We both see that it's time.
Go on cry don't say words of inspiration.
We both see that it's time.
So walk on by."
- Fitz and The Tantrums

It has taken me a couple of days to process the divorce between Ozzie Guillen and the Chicago White Sox. I still cannot believe that he left...so...abruptly. I remember sitting in the sweltering Arizona heat in March, giddy about the upcoming White Sox season. I (as well as many other bloggers/writers) predicted the White Stockings to compete for the pennant. I did not, however, predict the Sox to finish hovering around .500, get owned by the Detroit Tigers (BABIP Luck Dragons, anyone?), and have the Sox identity leave by season's end.

Did Ozzie wear out his welcome like the distant cousin that keeps crashing on your couch and hogging the tv? Maybe. There seemed to be an underlying narrative that Kenny Williams and Ozzie didn't get along. Whether that is true or not, I do not know. But the soap opera was wearing thin on White Sox fans. Alishia (hard core fan of the South Siders) had this to say:
Aside from the fact that I watched the last out (as long as it took) and Ozzie's last moments on the field with tears streaming down my face, I feel upset that the wrong person is gone, (it should have been Kenny Williams), and I have no idea who they think they can bring in that will do better. I'm also relieved that this is finally over. As a serious fan that hangs on every word from the organization, it was just becoming too painful to watch. It was like being the only child in a horrible, bitter divorce. I may need therapy to get over this one (or an amazing 2012 season).

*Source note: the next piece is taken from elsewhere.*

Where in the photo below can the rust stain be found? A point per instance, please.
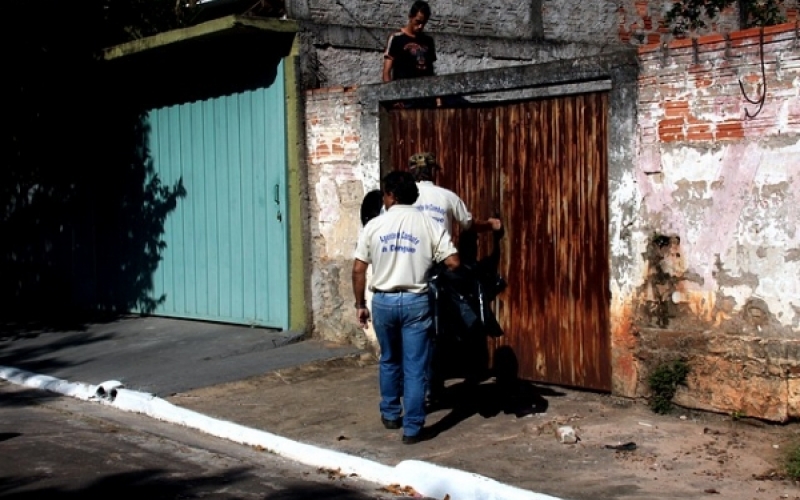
(542, 166)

I'm sad to see him go, but happy for an end to this pettiness.
I tend to think the White Sox are better with Ozzie than without him. Hell, there's been many a time I have said (out loud, mind you) that I wish Ozzie was the manager of the Cubs -- I think most Cubs fans would have him over Lou Piniella (eek!) and Mike Quade (smh).

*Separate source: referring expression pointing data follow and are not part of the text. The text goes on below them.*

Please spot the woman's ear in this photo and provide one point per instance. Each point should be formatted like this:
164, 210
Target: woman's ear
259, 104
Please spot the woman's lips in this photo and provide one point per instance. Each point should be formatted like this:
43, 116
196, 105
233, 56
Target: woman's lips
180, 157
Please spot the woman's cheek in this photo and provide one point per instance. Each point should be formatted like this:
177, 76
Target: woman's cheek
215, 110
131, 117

Apparently K-dub already has a short-list of possible replacements for Ozzie. Whoever Ozzie's replacement may be, the White Sox need to have a better strategy of being competitive over the long-term. And hiring the next manager should be based on that way of thinking.

The Hot Seat Cometh
After the Jim Hendry firing last month, I published that Kenny Williams is on the proverbial hot seat. It just seems like he doesn't understand that you build value from within the organization utilizing a synergy between your scouts and statisticians. Jon Greenberg quoted KW as saying:
"The bottom line is it's a bottom-line business," Williams said. "It hasn't worked out. So you have to be accountable for that."
This is a very finite way of looking at an organization. The "bottom-line" is a result, an output of an organization's inputs (processes, development, management, leadership).

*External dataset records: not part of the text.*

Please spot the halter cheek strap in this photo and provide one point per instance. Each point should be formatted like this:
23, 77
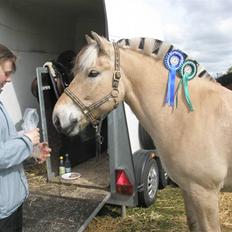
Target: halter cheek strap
88, 111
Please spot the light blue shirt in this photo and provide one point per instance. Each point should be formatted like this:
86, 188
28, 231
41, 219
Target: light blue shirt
14, 149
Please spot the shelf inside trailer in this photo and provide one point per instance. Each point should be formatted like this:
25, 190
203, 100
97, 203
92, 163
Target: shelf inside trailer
94, 173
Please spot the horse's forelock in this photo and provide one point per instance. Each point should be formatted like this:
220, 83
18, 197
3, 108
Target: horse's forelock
86, 58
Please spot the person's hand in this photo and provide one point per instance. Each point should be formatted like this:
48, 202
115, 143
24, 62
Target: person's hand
34, 136
44, 152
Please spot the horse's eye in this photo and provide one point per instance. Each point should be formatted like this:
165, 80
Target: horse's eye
93, 73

The White Sox can no longer afford to compete on signing high-priced free agents, nor should they. They need a better strategy. And now, all eyes are on Kenny for said strategy (if he needs assistance, I am available at a competitive rate).

The Compensation
Howard Megdal wrote an excellent piece on Returns For Trading The Manager and made this point regarding the transaction for the Sox and Marlins:
It's going to cost the Marlins a pair of prospects: Osvaldo Martinez an infielder, and Jhan Marinez, a relief pitcher. The two rated among Florida's top five prospects to begin 2011, though both have arguably taken steps back this year.

Still, to get a pair of young, cost-controlled players for a manager represents a pretty significant return. Martinez the infielder profiles as a plus glove at second base and shortstop; Marinez the pitcher struck out 11.5 batters per nine innings this season as a 22-year-old in Double-A.
It's difficult to measure the value of trading young players for a manager. In my opinion, intrinsically, the Marlins come out ahead on this one (for now) as Ozzie's familiarity with the organization and South Florida's engaging latin community is more of a benefit to the fish than the Sox receiving two top five prospects.

A Thank You
As a disgruntled Cubs fan, I have respect for Ozzie and I appreciate everything that he did for the White Sox; most notably ending an 88-year drought and bringing a baseball championship to Chicago. For that, he'll always have my respect and admiration. It's too bad I couldn't enjoy him in the Windy City a little while longer.